We have felt gratitude for the forced slow down which allows us to embrace the present, simplify our lives, and see more clearly what brings joy and what merely distracts. Then plunged into an acute existential dread at what this pandemic is doing to our new sense of normal, where a hug from a friend is a dangerous thing, our balance and boundaries are wearing thin, and menacing economic uncertainty darkens everything. For John Michael Schert and Brett Perry, supporting community, creative work and paying it forward has illuminated a path forward in these challenging times.

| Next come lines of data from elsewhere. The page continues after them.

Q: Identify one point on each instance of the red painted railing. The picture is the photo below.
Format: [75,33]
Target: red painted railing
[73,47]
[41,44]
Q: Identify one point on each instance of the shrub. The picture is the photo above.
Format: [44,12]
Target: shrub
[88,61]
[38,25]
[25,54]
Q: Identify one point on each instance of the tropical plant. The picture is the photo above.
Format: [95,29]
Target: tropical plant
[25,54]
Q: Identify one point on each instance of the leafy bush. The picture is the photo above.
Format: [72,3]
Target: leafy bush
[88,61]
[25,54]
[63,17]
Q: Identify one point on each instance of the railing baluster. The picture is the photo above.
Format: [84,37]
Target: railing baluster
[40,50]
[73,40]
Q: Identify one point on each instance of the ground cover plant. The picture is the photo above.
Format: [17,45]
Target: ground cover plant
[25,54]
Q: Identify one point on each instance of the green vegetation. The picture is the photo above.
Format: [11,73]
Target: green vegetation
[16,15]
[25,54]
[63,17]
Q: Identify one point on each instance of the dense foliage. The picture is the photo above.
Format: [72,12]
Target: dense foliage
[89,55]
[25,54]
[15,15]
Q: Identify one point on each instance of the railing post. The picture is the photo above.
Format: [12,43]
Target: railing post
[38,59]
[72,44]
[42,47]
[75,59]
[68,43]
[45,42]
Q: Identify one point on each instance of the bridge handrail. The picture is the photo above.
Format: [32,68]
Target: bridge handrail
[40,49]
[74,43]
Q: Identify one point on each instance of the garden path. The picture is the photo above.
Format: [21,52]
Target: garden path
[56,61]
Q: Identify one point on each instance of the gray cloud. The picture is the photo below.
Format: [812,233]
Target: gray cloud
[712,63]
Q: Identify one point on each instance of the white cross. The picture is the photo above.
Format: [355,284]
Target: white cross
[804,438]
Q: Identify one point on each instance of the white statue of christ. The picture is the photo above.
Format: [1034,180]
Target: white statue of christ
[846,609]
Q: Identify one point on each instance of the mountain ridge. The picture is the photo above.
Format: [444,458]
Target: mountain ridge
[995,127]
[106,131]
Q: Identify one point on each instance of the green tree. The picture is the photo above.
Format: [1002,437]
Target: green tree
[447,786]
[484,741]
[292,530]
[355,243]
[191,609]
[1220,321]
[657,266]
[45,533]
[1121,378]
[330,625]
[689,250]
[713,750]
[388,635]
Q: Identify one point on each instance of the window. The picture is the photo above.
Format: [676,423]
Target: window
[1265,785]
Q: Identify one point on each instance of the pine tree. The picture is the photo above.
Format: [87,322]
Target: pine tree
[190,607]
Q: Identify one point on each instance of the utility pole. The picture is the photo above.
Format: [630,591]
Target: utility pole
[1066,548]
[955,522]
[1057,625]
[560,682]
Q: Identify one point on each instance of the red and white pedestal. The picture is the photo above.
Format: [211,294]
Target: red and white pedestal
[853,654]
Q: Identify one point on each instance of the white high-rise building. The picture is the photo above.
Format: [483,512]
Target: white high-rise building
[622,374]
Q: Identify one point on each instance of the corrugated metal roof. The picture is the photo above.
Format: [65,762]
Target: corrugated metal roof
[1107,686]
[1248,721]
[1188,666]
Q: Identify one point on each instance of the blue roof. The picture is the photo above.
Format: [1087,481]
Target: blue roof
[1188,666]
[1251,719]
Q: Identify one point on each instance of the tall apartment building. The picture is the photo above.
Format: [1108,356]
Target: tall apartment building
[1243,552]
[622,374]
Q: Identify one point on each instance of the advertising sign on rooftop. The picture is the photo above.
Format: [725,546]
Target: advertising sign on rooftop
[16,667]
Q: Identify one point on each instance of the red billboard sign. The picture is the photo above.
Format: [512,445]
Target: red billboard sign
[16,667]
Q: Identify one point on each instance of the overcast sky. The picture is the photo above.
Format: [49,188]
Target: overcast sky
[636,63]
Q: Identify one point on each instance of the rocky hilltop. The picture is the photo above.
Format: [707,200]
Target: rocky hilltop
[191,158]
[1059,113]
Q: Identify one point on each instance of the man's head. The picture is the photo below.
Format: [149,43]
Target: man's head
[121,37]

Like all of us, Schert and Perry had big plans before the abrupt halt that is coronavirus. Both work with Treefort and March 9th, when the decision was made to reschedule the festival, they sensed the momentous disruption covid-19 would cause. Perry, a dancer for local company LED and several other choreographers around the country, had an exciting summer tour across the US cancelled while Schert, a creative leadership consultant, had to shelve a leadership project he had just finalized in the Middle East. Schert remembers “feeling that we immediately needed to redeploy all of our energies and skills to our community by creating networks of support.” Schert, along with the Treefort Leadership team, Velma V. Morrison Center for the Performing Arts and Boise City Department of Arts and History created the Covid Cultural Commissioning Fund (CCC).
The CCC is an award program to provide funding for the creation of individual works exploring, documenting and/or reflecting on personal experiences of the COVID-19 pandemic and its impact on our community. The goals of this fund are to support creative livelihoods during crisis, but also to encourage creative self-expression and document this extraordinary time. Schert and Perry both feel deeply that creative work matters, and this pandemic has exposed our interconnectedness and need for collective expression. Shert asserts, “It is crucial to put the creative sector into decision making roles. We need to use creative work as a catalyst to change the narrative and formulate ideas and solutions for how we innovate our way out of this pandemic.”
During the shelter-in-place they have also become more grounded, literally, growing food in conjunction with Meadowlark farm. Perry started an FSA, friend supported agriculture, and started sharing his bounty and knowledge with those around him. This pandemic has shown us that community isn’t just our family and friends, it is also our neighbors and favorite shops. “We’ve lived in our house for nine years and we really hadn’t gotten to know our neighbors. Now we have a community greenhouse and our alley has become the gathering place for the neighborhood as we do gardening and home improvement projects.” Perry and Schert volunteer each Saturday at the Boise Farmer’s Market, supporting local entrepreneurs and farmers and firmly encourage all those around them to shop local and share the love. “We realize we are privileged to still have one income and the means to help,” says Schert. “We believe it is our duty to use that privilege to help others. Community is a web of vertical and horizontal connections. Vertical are systems like health care and career and horizontal is our relationship to each other. When the vertical is failing us, it is our horizontal bonds of humanity that will keep us afloat.”